Monte-Carlo ! que vient faire ici ce nom italien, ce souvenir du trente-et-quarante ? Interrogeons nos souvenirs historiques : Les princes de Monaco, sous Louis XIII ou Louis XIV, possédaient, il me semble, la seigneurie des Baux, et sans doute… Mais notre hôte, M. Moulin, un Baussenq qui a voyagé, coupe court à mes savantes inductions en me disant qu’avant la guerre il était chef de cuisine chez M. Blanc.
Dîner exquis, inattendu, dîner moderne dans une salle à manger ogivale, tandis que la pluie — elle peut tomber à l’aise, maintenant ! — recommence, et que le vent mugit en bas dans le Val d’Enfer et le Trou des Fées ; dîner pittoresque d’ailleurs et suffisamment provençalisé par les beaux yeux de quinze ans et le galant costume de mademoiselle Maria Moulin qui nous sert, par quelques bouteilles de vin du cru et par un de ces petits fromages de chèvre, conservés sous une triple couche de poivre d’âne, de lavande et de thym, que Belaud de la Belaudière, le Ronsard provençal, chantait au XVIe siècle, en ses sonnets : — « A la ville des Baux, pour un florin ou deux, — vous avez de fromageons un plein tablier, — Qui comme sucre fin fondent à la gorge… »
Hélas ! Richelieu a canonnée les Baux ; le château n’est plus, la ville s’est dépeuplée, mais le vin pétille toujours et toujours les fromageons embaument comme au temps du poète ligueur.
Au dessert, M. Moulin, qui décidément n’est pas un hôtelier ordinaire, vint trinquer avec nous et nous parler du pays, de son histoire ; il nous récita le passage de Calendal sur les princes des Baux : « Race d’aiglons jamais vassale — Qui, de la pointe de ses ailes, — Effleura la crête de toutes les hauteurs… » Il nous dit leur blason : une étoile d’or à je ne sais combien de rais, l’étoile des mages (car les princes des Baux descendent de Balthazar, le roi nègre), avec l’aventureuse devise : « Au hasard, Balthazar ! » Il nous dit leurs hauts faits, leurs rapines et leurs galanteries, les massacres, les cours d’amour ! Il nous montra une tresse de femme trouvée par lui, sous une dalle, tresse d’Huguette des Baux, ou d’Azalaïs ou de Sibylle, fauve et lourde comme l’or et que l’on dirait coupée d’hier.
Puis il nous décrivit les merveilles qu’il faudrait voir le lendemain.

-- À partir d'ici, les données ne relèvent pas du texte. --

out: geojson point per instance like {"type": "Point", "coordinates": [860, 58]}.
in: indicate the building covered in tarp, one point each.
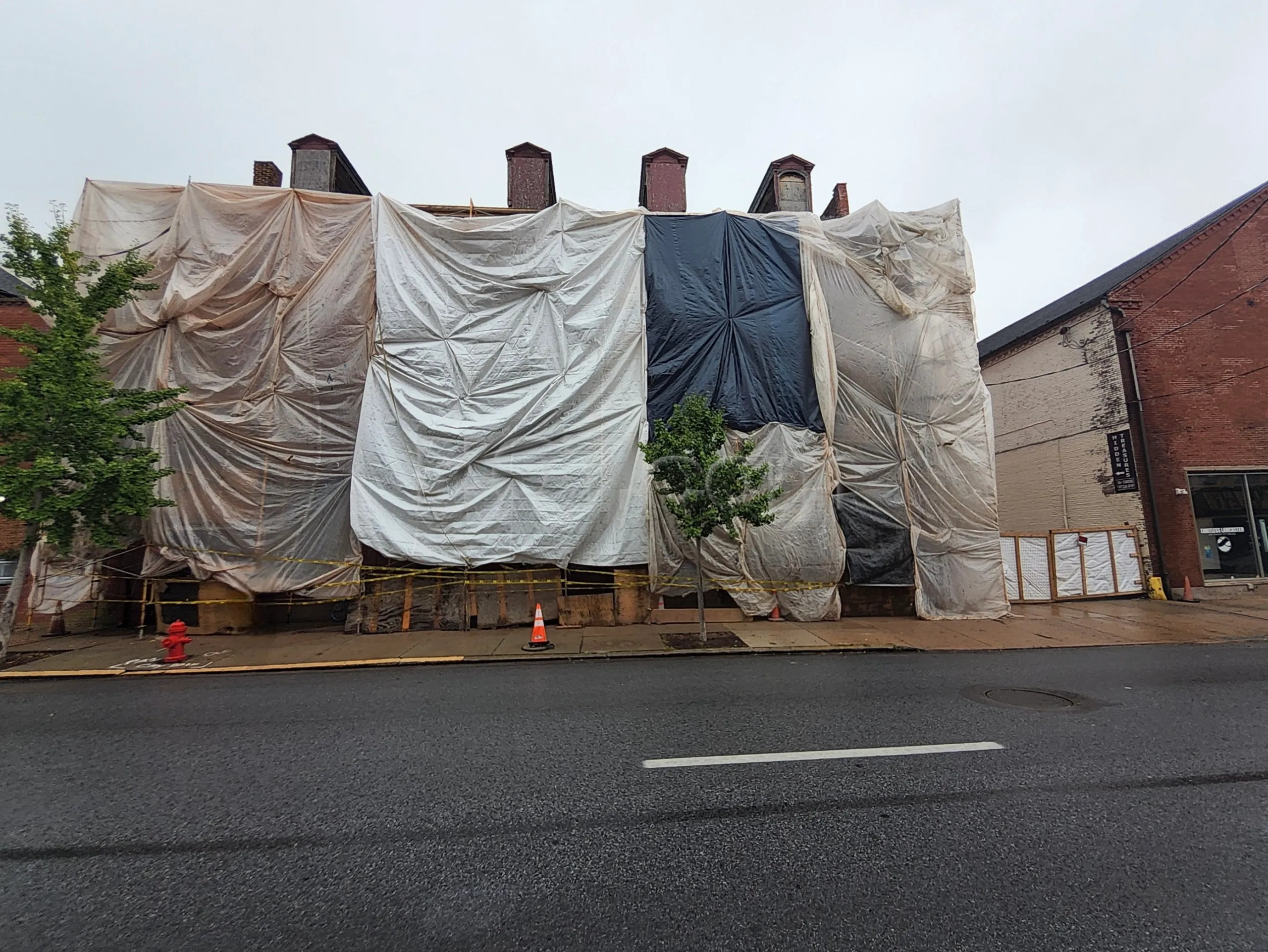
{"type": "Point", "coordinates": [463, 392]}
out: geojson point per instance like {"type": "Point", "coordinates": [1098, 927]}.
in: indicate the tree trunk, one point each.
{"type": "Point", "coordinates": [9, 611]}
{"type": "Point", "coordinates": [700, 594]}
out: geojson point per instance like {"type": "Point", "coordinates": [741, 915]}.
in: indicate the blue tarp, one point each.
{"type": "Point", "coordinates": [878, 550]}
{"type": "Point", "coordinates": [726, 317]}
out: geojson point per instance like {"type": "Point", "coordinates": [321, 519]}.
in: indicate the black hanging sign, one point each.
{"type": "Point", "coordinates": [1122, 464]}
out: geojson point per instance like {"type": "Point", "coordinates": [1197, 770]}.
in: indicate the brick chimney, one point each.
{"type": "Point", "coordinates": [785, 187]}
{"type": "Point", "coordinates": [266, 174]}
{"type": "Point", "coordinates": [664, 186]}
{"type": "Point", "coordinates": [839, 206]}
{"type": "Point", "coordinates": [318, 164]}
{"type": "Point", "coordinates": [529, 178]}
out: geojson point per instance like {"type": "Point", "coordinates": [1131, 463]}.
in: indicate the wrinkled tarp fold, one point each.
{"type": "Point", "coordinates": [508, 391]}
{"type": "Point", "coordinates": [263, 313]}
{"type": "Point", "coordinates": [726, 317]}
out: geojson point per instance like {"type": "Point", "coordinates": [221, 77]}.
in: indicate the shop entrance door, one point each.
{"type": "Point", "coordinates": [1228, 541]}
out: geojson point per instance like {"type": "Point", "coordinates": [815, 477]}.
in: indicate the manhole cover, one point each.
{"type": "Point", "coordinates": [1030, 699]}
{"type": "Point", "coordinates": [1024, 698]}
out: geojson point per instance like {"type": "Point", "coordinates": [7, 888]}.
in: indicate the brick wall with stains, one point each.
{"type": "Point", "coordinates": [1052, 453]}
{"type": "Point", "coordinates": [1204, 379]}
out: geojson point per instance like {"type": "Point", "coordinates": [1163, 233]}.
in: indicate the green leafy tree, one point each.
{"type": "Point", "coordinates": [71, 454]}
{"type": "Point", "coordinates": [701, 487]}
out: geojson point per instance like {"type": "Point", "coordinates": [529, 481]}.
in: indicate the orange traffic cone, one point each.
{"type": "Point", "coordinates": [538, 643]}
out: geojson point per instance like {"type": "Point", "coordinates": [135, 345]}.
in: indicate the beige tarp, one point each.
{"type": "Point", "coordinates": [264, 311]}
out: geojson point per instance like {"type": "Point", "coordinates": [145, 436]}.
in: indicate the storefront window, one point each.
{"type": "Point", "coordinates": [1257, 485]}
{"type": "Point", "coordinates": [1228, 539]}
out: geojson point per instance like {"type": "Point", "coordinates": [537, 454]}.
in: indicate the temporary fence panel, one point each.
{"type": "Point", "coordinates": [1027, 567]}
{"type": "Point", "coordinates": [1036, 568]}
{"type": "Point", "coordinates": [506, 396]}
{"type": "Point", "coordinates": [263, 310]}
{"type": "Point", "coordinates": [1096, 562]}
{"type": "Point", "coordinates": [1129, 571]}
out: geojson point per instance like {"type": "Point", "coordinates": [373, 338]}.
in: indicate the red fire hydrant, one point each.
{"type": "Point", "coordinates": [175, 643]}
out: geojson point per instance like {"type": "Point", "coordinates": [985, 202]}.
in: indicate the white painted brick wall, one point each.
{"type": "Point", "coordinates": [1052, 454]}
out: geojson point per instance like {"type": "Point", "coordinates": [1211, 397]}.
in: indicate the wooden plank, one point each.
{"type": "Point", "coordinates": [1113, 562]}
{"type": "Point", "coordinates": [633, 598]}
{"type": "Point", "coordinates": [409, 604]}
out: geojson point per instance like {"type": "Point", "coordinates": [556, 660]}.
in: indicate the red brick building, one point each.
{"type": "Point", "coordinates": [1185, 321]}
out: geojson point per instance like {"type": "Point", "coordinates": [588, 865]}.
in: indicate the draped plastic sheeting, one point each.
{"type": "Point", "coordinates": [912, 426]}
{"type": "Point", "coordinates": [726, 317]}
{"type": "Point", "coordinates": [510, 382]}
{"type": "Point", "coordinates": [508, 391]}
{"type": "Point", "coordinates": [263, 312]}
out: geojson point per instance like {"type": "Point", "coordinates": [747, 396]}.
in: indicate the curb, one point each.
{"type": "Point", "coordinates": [442, 659]}
{"type": "Point", "coordinates": [232, 668]}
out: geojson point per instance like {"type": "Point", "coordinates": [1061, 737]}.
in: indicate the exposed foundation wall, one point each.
{"type": "Point", "coordinates": [1052, 451]}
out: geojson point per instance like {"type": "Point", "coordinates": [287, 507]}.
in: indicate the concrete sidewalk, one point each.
{"type": "Point", "coordinates": [1062, 625]}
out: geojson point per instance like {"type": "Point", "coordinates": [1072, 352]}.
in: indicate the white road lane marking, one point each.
{"type": "Point", "coordinates": [851, 753]}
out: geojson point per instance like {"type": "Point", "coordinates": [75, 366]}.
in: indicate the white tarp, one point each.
{"type": "Point", "coordinates": [263, 312]}
{"type": "Point", "coordinates": [798, 559]}
{"type": "Point", "coordinates": [1008, 553]}
{"type": "Point", "coordinates": [912, 428]}
{"type": "Point", "coordinates": [508, 391]}
{"type": "Point", "coordinates": [1036, 568]}
{"type": "Point", "coordinates": [1126, 561]}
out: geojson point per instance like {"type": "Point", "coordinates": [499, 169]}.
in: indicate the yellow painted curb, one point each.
{"type": "Point", "coordinates": [236, 668]}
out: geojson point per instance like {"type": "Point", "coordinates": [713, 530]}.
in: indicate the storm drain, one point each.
{"type": "Point", "coordinates": [1029, 699]}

La ville d’abord, cette Pompéi moyen âge qui contint dix mille habitants, et n’en a pas trois cents aujourd’hui, les rues désertes, les maisons vides, le puits, le colombier, la chapelle, tout un flanc de montagne dallé pour alimenter la citerne, les remparts taillés dans le rocher vif, les énormes tours tombées d’un bloc, et l’admirable vue qui se découvre de l’esplanade : la Crau et son désert de cailloux roulés, le Rhône, le pays d’Arles, la Camargue, les bords du Vaccarès où paissent les taureaux et les chevaux sauvages, et, à l’horizon, la mer qui brille.

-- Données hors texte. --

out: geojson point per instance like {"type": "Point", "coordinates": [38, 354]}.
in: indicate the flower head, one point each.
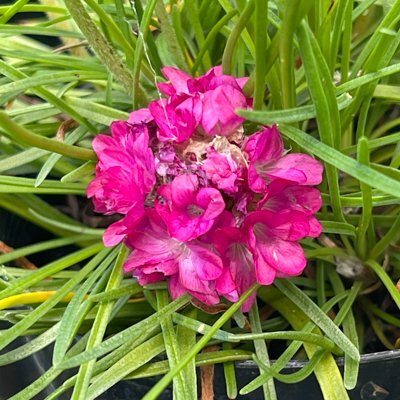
{"type": "Point", "coordinates": [202, 206]}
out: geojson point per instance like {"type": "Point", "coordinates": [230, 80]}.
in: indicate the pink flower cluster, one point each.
{"type": "Point", "coordinates": [202, 205]}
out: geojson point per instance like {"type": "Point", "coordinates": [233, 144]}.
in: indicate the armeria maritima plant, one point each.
{"type": "Point", "coordinates": [205, 206]}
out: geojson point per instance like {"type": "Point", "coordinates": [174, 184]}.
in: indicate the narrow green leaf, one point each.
{"type": "Point", "coordinates": [317, 316]}
{"type": "Point", "coordinates": [73, 316]}
{"type": "Point", "coordinates": [20, 284]}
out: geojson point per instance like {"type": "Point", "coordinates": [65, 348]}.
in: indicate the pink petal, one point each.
{"type": "Point", "coordinates": [219, 105]}
{"type": "Point", "coordinates": [177, 78]}
{"type": "Point", "coordinates": [207, 264]}
{"type": "Point", "coordinates": [265, 147]}
{"type": "Point", "coordinates": [140, 116]}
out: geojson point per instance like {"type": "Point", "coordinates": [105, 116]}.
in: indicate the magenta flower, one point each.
{"type": "Point", "coordinates": [220, 95]}
{"type": "Point", "coordinates": [272, 239]}
{"type": "Point", "coordinates": [187, 210]}
{"type": "Point", "coordinates": [201, 206]}
{"type": "Point", "coordinates": [269, 162]}
{"type": "Point", "coordinates": [238, 261]}
{"type": "Point", "coordinates": [125, 173]}
{"type": "Point", "coordinates": [177, 118]}
{"type": "Point", "coordinates": [219, 105]}
{"type": "Point", "coordinates": [192, 266]}
{"type": "Point", "coordinates": [140, 116]}
{"type": "Point", "coordinates": [222, 170]}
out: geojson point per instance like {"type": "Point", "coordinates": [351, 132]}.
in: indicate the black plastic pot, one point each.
{"type": "Point", "coordinates": [378, 379]}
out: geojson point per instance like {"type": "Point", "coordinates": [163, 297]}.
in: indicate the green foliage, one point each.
{"type": "Point", "coordinates": [326, 72]}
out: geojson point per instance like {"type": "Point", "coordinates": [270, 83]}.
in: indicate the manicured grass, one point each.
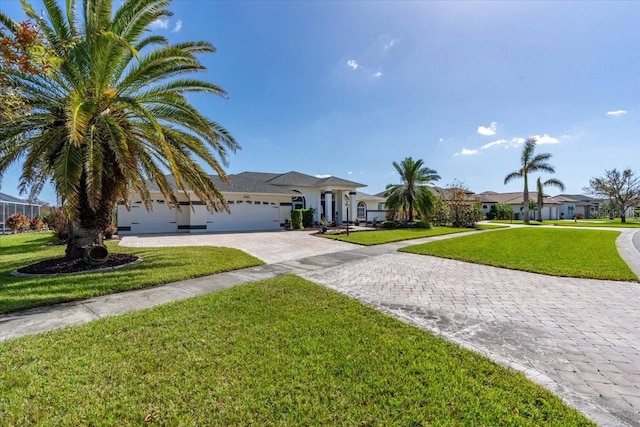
{"type": "Point", "coordinates": [160, 265]}
{"type": "Point", "coordinates": [378, 237]}
{"type": "Point", "coordinates": [277, 352]}
{"type": "Point", "coordinates": [558, 252]}
{"type": "Point", "coordinates": [490, 226]}
{"type": "Point", "coordinates": [616, 223]}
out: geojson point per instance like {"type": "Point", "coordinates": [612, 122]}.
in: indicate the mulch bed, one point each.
{"type": "Point", "coordinates": [66, 265]}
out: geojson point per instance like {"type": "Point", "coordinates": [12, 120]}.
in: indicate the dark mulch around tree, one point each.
{"type": "Point", "coordinates": [66, 265]}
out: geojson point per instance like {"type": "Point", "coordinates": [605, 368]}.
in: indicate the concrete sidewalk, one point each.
{"type": "Point", "coordinates": [579, 338]}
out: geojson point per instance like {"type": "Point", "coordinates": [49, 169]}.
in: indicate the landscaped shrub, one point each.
{"type": "Point", "coordinates": [109, 232]}
{"type": "Point", "coordinates": [58, 221]}
{"type": "Point", "coordinates": [36, 224]}
{"type": "Point", "coordinates": [17, 223]}
{"type": "Point", "coordinates": [296, 219]}
{"type": "Point", "coordinates": [307, 217]}
{"type": "Point", "coordinates": [422, 224]}
{"type": "Point", "coordinates": [388, 224]}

Et ce n’est pas tout, continuait en riant M. Moulin, il y a au bas de la montagne une fontaine à trois canons d’où l’on montait l’eau à dos de bourriquet avant qu’on eût réparé la citerne. Tout près, dans un jardin, vous verrez le pavillon de la reine Jeanne, il est du temps de François Ier : de la pierre qu’on dirait brodée ! et de l’autre côté, vers Maussane, sous la grande tour du château, un énorme bloc détaché sur lequel sont sculptées en relief trois figures romaines. Cela représente, assurent les savants, Marius, sa femme et sa prophétesse. Les gens pieux au contraire y ont vu les trois Marie et ont bâti une chapelle au pied.
— Mais papa, je t’assure que tu ennuies ces messieurs, dit mademoiselle Maria, tu leur enlèveras tout le plaisir.
— Je vous ennuie ?…
— Dieu préserve, monsieur Moulin !
— Puis nous parcourrons les gorges, le val d’Enfer, le trou des fées, vraies fentes bourrées de verdure, aussi fraîches que le roc est aride, et où jamais un rayon n’a pénétré.